Il baissa les yeux, et l'amulette qu'il avait donnée à Dean quand ils étaient enfants brillait à la lumière, contre sa propre chemise. Elle n'avait pas l'air d'avoir sa place ici, mais Bobby avait insisté. Il avait levé la tête de Dean et fait passer la cordelette par-dessus avant que la rigidité ne s'installe, avant même qu'ils ne déshabillent le corps. Il avait nettoyé le sang et glissé la cordelette autour du cou de Sam, et laissé l'amulette pendre sur sa poitrine. Sam avait protesté que l'amulette appartenait à Dean et devait rester avec lui, mais Bobby avait pratiquement grondé :

« Ne me dis pas ce que je dois faire, mon garçon », avait-il dit. « Si cette amulette est à Dean, eh bien, toi aussi, et tu es plus présentable qu'un cadavre. Il voudrait que tu la portes. Elle t'appartient, maintenant, autant que sa voiture. Tu la portes, et tu te souviens de lui. Non pas que tu oublierais, mais tu te souviens de lui. »

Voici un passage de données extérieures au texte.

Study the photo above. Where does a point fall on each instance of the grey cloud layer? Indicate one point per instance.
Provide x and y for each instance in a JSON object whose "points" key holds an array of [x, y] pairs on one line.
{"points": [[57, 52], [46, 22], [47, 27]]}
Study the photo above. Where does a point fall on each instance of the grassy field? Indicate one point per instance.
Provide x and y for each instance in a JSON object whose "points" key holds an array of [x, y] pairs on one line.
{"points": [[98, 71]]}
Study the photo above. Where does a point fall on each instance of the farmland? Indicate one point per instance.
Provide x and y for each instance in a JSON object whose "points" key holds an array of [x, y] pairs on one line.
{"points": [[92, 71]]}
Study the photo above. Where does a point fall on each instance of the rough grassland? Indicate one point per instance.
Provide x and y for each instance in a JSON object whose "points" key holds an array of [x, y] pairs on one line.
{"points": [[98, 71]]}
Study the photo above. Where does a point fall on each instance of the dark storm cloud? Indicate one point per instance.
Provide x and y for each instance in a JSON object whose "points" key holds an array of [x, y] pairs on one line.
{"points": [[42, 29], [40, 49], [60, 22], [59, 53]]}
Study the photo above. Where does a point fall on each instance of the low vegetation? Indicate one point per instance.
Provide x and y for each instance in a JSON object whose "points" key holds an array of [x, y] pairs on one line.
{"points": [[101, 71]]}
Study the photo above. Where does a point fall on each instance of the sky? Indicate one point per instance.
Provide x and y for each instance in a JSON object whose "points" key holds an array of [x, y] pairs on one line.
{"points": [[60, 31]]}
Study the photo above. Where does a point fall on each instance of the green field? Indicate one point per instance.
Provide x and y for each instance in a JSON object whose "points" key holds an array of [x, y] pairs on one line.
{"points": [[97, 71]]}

Il tripota l'amulette. « Non pas que j'oublierais », murmura-t-il.

Il abandonna le livre, tourna la chaise de sorte qu'il puisse s'asseoir à califourchon dessus, reposer ses bras et son menton sur le dossier, et il se contenta de contempler son frère le reste de la nuit, jusqu'à ce qu'il entende Bobby bouger. Là il s'étendit sur le sol et fit semblant d'être endormi, levant des yeux bouffis de sommeil quand Bobby entra en chaussettes, et posa doucement la main sur la tête de Dean.

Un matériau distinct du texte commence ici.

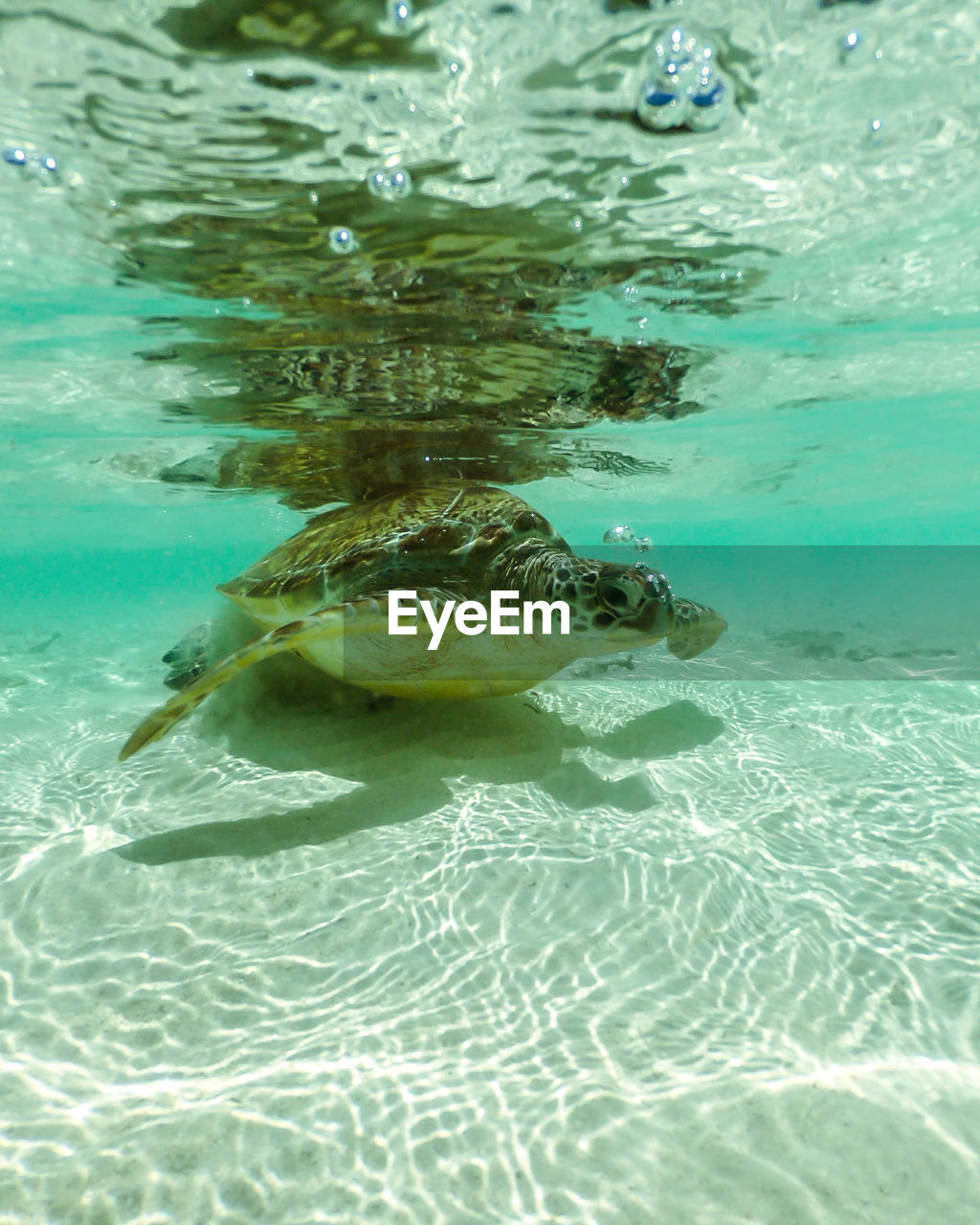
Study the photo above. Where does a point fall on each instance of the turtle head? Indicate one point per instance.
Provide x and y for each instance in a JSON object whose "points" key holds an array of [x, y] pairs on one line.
{"points": [[615, 607]]}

« Tu ne me trompes pas, mon garçon », dit Bobby sans même se retourner, mais son ton était triste et résigné, pas en colère. « Mais c'est bon. » Il caressa doucement les cheveux de Dean, puis il se tourna. Ce fut un choc pour Sam de le voir avoir l'air si vieux. « J'avais moi-même plus ou moins espéré avoir tout rêvé, même si je savais bien que ce n'était pas possible. Alors… tu veux voir si on arrive à retrouver cette salope de Lilith ? »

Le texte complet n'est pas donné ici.